The study identified pleiotropy QTSs/loci for multiple traits, on Chromosome 1A: 588,006,280 for ICTs of TGW and HI; Chromosome 2B: 34,083,794–34,083,886 for ICTs of YD, GH and HI; chromosome 5D: 437,358,882–437,358,910 for ICTs of GH and HI and other close associations for yield and yield-components (Fig. 3). Given that yield is the net outcome of yield components (Calderini et al. 1995), the pleiotropy evident in this study was more often associated with YD, GH and HI. The gene overlap within the reported pleiotropic range has a major genetic effect for expressing tolerance to sodic-dispersive soils. The candidate gene TraesCS2B02G067500 identified for traits—YD, GH and HI on chromosome 2B encodes for dirigent proteins, predominantly expressed in stems (Li et al. 2017), having roles in biosynthesis of lignin-like molecules, defence responses, secondary metabolism, and fibre synthesis. Many dirigent genes are inducible by abiotic and biotic stress factors (Wu et al. 2009), however, the role of dirigent proteins in metal ion exclusion is unknown.

Conclusion

This is the first report on GWAS for tolerance on sodic-dispersive soils in wheat. The study reported that sodic-dispersive tolerance in wheat is a complex trait governed by many genes at various developmental stages. The study identified potential genomic regions, haplotypes, pleiotropic SNPs, overlapping genes and transcription factors governing yield and yield-components. The homozygous/biallelic SNPs (YD1, YD7, PM1, PM3, and PM7) with greater additive effects explaining large phenotypic variance (PVE% > 10) were identified which may contribute significantly to the yield and wheat establishments on sodic-dispersive soils. The in silico gene expression analyses revealed that genes are highly expressed during germination, stem elongation, anthesis, and grain development and are involved in metal ion exclusion, photosynthesis, and transcription regulation. The pleiotropic SNPs, haplotypes, transcription factors and overlapping genes identified in the present study provide new potential targets for genetic improvement of wheat on sodic-dispersive soils.
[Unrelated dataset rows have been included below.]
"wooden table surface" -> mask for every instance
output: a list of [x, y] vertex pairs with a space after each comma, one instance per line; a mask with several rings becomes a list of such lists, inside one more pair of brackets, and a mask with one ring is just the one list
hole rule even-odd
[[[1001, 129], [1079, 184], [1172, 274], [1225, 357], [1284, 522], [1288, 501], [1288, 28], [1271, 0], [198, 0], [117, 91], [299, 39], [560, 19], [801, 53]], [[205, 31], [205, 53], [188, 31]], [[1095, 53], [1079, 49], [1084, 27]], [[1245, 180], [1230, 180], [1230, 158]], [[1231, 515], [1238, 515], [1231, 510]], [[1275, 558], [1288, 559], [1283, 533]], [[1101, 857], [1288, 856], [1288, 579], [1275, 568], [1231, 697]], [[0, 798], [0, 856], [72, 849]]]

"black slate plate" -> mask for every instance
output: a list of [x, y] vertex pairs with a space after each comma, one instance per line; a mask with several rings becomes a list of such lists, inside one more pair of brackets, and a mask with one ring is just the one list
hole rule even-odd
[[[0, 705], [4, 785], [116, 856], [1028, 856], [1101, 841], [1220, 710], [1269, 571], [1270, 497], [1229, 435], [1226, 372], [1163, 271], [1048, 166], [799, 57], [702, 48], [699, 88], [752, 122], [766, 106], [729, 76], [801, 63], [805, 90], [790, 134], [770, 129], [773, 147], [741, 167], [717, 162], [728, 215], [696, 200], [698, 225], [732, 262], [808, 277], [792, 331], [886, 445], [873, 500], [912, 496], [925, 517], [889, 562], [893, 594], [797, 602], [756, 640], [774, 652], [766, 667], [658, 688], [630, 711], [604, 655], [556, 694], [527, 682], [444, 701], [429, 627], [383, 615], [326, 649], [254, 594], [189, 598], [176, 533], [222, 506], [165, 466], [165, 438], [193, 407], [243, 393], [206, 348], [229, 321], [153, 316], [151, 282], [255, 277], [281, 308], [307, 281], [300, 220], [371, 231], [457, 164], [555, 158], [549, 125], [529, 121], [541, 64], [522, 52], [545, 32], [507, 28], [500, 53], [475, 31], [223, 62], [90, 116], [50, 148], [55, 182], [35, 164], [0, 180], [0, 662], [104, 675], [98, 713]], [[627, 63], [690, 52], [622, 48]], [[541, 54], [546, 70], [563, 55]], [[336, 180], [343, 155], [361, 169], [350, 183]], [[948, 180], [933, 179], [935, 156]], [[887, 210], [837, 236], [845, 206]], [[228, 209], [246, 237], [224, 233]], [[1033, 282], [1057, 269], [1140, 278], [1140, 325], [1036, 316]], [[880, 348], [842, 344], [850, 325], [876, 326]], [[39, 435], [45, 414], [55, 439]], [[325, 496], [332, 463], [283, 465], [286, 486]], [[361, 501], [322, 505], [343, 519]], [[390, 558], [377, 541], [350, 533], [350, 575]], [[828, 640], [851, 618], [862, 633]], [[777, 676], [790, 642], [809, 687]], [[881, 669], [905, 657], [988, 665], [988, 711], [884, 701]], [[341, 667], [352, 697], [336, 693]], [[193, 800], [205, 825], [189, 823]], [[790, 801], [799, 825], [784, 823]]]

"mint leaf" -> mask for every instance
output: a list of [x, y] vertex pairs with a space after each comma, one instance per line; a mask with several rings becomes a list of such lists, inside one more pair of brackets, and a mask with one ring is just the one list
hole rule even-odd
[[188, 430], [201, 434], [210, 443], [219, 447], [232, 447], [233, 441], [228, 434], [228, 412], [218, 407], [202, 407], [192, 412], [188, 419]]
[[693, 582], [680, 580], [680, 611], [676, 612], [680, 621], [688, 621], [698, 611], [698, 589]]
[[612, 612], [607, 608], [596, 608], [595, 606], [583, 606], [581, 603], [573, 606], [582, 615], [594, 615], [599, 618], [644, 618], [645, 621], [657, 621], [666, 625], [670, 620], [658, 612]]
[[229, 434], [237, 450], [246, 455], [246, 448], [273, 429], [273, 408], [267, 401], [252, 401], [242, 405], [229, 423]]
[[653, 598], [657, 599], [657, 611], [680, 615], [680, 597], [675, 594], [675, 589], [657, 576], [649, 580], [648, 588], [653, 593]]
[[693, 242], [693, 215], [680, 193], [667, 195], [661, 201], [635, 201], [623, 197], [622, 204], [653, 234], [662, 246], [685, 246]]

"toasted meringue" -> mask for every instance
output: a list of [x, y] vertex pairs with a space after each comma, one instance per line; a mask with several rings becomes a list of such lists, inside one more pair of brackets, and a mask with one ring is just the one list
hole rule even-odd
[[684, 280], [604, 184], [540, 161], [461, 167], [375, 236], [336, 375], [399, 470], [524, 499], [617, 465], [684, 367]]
In most crop genomes, the exome corresponds to only 1–2% of the entire genome. The gene-associated t-GBS platform had SNPs tagging key trait loci in A, B and D genomes of wheat. The array served as an invaluable resource for inferring significant and pleiotropic QTSs, transcription factors, homozygous/biallelic SNPs with significant additive effects contributing to the trait expression, overlapping genes with expression status at various wheat developmental stages, and haplotype diversity in a globally diverse wheat germplasm. The common and distinct haplotype detected for several agronomic trait expression could simplify study of the genetic basis of complex tolerance expression to sodic-dispersive soils. It can be noted that most of the candidate genes identified for yield and yield-components have higher expressions during germination and early growth stages and these SNPs can be deployed in crop improvement programs. The significant homozygous biallelic codominant markers reported in the present study can be potentially converted to KASP markers for high throughput marker-assisted selection, reducing time, cost, and error rates. Alternatively, CRISPR base-editing tool can be used to bring about favourable allele editing, improving the tolerance and yield potential on sodic-dispersive soils.